Not to be confused with T-84, a Ukrainian main battle tank.
This article is about the Yugoslav tank. For other uses, see M84 (disambiguation).

Croatian Army M-84A4 tank column in Zagreb victory parade 2015
Type Main battle tank
Place of origin  Yugoslavia
Service history
In service 1985–present
Wars Persian Gulf War
Yugoslav Wars
Production history
Designer Military Technical Institute Belgrade
Designed 1979‒1983
Produced 1984‒1991 (Yugoslavia)
1991‒2003 (Croatia)
Number built ~650
Weight 41.5 tonnes
Length 9.53 m
Width 3.57 m
Height 2.19 m
Crew 3 (commander, gunner, driver)

Armor composite alloy; including high-hardness steel, glass-reinforced plastic, RHA steel, and either sand or granite in the front of turret (M-84A).
125 mm 2A46 smoothbore gun
7.62 mm coaxial machine gun, 12.7mm anti-aircraft gun, 5 smoke grenade launchers
Engine diesel V-46TK
1,000 hp (746 kW)
Power/weight 24.10 hp/tonne
Suspension torsion bar
Fuel capacity 1200 + 400l
700 km
Speed 68 km/h

The M-84 is a Yugoslav third generation main battle tank, a variant of the Soviet T-72. The M-84 is in service in Serbia, Kuwait, Croatia, Slovenia and Bosnia and Herzegovina.

Development and production

The M-84 is based on the Soviet T-72 but with several modifications, including a domestic fire-control system, improved composite armor, and a 1000-hp engine. The M-84 entered service with the Yugoslav People's Army in 1984. The improved M-84A version entered service a few years later.

There were about 240 Yugoslav factories which directly participated in the production of the M-84 and about 1,000 others which participated indirectly. The main factories were:

The latest Serbian version of the M-84 is the M-84AS, unveiled in 2004. It features a new fire control system, Kontakt-5 ERA armor, AT-11 Sniper anti-tank missiles, Agava-2 thermal sight, and the Shtora defensive suite. It is very similar to the Russian T-90S, both in appearance and in capability.

About 150 M-84 tanks were exported to Kuwait. The disintegration of Yugoslavia in the 1990s prevented further exports of the M-84.

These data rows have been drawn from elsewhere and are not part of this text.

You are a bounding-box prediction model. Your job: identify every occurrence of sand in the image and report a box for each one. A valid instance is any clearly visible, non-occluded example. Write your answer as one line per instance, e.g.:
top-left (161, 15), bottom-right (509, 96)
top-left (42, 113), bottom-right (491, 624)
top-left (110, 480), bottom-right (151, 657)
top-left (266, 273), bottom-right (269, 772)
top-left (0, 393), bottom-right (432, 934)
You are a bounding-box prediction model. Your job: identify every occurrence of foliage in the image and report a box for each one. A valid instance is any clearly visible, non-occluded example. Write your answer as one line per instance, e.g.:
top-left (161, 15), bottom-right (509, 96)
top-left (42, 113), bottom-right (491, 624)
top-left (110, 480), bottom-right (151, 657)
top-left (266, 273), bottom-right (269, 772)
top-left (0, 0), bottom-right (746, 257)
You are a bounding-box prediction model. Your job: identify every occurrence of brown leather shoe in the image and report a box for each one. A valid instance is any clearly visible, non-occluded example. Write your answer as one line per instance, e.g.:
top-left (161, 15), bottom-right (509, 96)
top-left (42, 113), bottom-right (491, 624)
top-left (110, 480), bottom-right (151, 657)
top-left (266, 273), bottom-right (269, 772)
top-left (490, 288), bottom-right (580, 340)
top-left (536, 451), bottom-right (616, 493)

The M-84A is armed with a 125 mm smooth bore cannon. The gas cylinder positioned in the middle of the barrel is shielded with a thermal coating that minimizes deformation of the barrel from high temperatures and ensures it is cooled at the same rate during rapid firing. The M-84 uses an automatic loader, which enables it to sustain a firing rate of 8 rounds per minute.

The cannon's ammunition is stowed underneath the turret (40 rounds) within the hull of the tank. This concept was inherited from the original Soviet design for T-72 and is both a strength and weakness of the tank. While the lower hull beneath the turret is one of the least likely place to be hit and penetrated by antitank rounds or mines, it also means, that in the event of penetration and secondary detonation of the ammunition, the crew and tank are unlikely to survive the resulting catastrophic explosion. This weakness was exploited by Croatian soldiers in the Croatian War of Independence to the detriment of the Yugoslav People's Army's tank crews. In later stages of the conflict, losses were reduced by adjusting and improving tactics.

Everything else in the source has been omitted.